After being eliminated in the semifinals in May, he felt as if he were going through withdrawals “From one day to the next, it’s all done. That’s the wildest feeling,” Ingram, 23, says. “It was a lot of emotions going on. I was so happy that I got to live this dream. But then, it’s over now, back to normal. I was like, ‘Man, how do I recover? How do I sustain myself with what I have now? And how do I make sure I rise to the occasion?’ ”
When Ingram returned to his home in Doral, he had dozens of ideas for new songs. He moved to Los Angeles a few weeks later to work on his first album “Recover,” released Oct. 28. In a smooth, airy voice, Ingram sings pop songs about returning to his normal life after leaving the show.
He’ll perform these and other songs Saturday, Nov. 5, at Ali Cultural Arts in Pompano Beach. The show is part of the first anniversary celebration of the cultural center, and will be Ingram’s first performance in South Florida since he left “The Voice.”
“It’s just so great to see my dreams kind of unravel. I waited so long for people to hear what I had to say,” Ingram says. “That’s been my passion ever since I was a kid, writing my own music.”
Ingram began his career a few feet away from the microphone, working as backup dancer. He appeared in commercials dancing behind Britney Spears and Jennifer Lopez. He danced on Univision’s former variety show “Sabado Gigante,” and on the first season of Telemundo’s “La Voz Kids,” the Spanish version of “The Voice Kids.”
“It took complete control of my life. I started getting jobs, working professionally, right out of high school,” Ingram recalls. “But then, being surrounded by music and artists, and seeing them creating music. I was like, ‘Oh, my God. I want this for myself. I want to be an artist, and have my vision come to life onstage.’ ”
He quit dancing in 2012 and joined the music group at his church, Metro Life, where he performed during services.
“I just felt I wanted to sing, I felt like I did what I wanted to do as a dancer, and my time was done,” he says.
The videos from his performances with Metro Life Church gave him a spot in the blind auditions for “The Voice.”
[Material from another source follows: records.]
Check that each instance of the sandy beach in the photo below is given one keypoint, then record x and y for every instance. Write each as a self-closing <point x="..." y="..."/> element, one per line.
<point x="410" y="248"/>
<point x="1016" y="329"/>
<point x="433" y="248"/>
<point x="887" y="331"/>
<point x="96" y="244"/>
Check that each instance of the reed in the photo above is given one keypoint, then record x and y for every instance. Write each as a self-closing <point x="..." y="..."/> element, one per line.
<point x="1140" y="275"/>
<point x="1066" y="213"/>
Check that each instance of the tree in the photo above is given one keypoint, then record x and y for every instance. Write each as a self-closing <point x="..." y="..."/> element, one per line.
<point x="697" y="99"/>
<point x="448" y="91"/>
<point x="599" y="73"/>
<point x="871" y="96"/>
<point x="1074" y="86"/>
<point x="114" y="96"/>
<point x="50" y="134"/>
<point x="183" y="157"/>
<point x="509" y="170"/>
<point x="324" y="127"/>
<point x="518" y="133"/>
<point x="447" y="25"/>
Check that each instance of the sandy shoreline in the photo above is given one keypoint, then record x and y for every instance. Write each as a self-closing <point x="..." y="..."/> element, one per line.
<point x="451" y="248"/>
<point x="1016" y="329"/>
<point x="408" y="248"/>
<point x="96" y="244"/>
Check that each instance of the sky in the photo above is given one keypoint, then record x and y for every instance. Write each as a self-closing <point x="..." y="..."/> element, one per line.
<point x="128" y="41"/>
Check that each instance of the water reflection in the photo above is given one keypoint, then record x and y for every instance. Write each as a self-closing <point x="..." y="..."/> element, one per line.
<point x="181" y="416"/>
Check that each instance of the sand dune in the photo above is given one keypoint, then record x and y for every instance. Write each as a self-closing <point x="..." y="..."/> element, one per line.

“That really shaped me,” he says. “It shaped my voice. It shaped me to get ready for the show. It shaped me to have durability. I can last long. It was great training.”
His coach, Shelton, finished what Metro Life Church started.
“He taught me how to be a monster and go out there and give it all you’ve got. I take that with me every day,” he says. “I’m a different person, a different performer than I was before.”
Paxton Ingram will perform 8 p.m. Saturday, Nov. 5, at Ali Cultural Arts, 353 Hammond Blvd., in Pompano Beach. Admission is $20. Call 954-786-7876 or go to AliArts.org.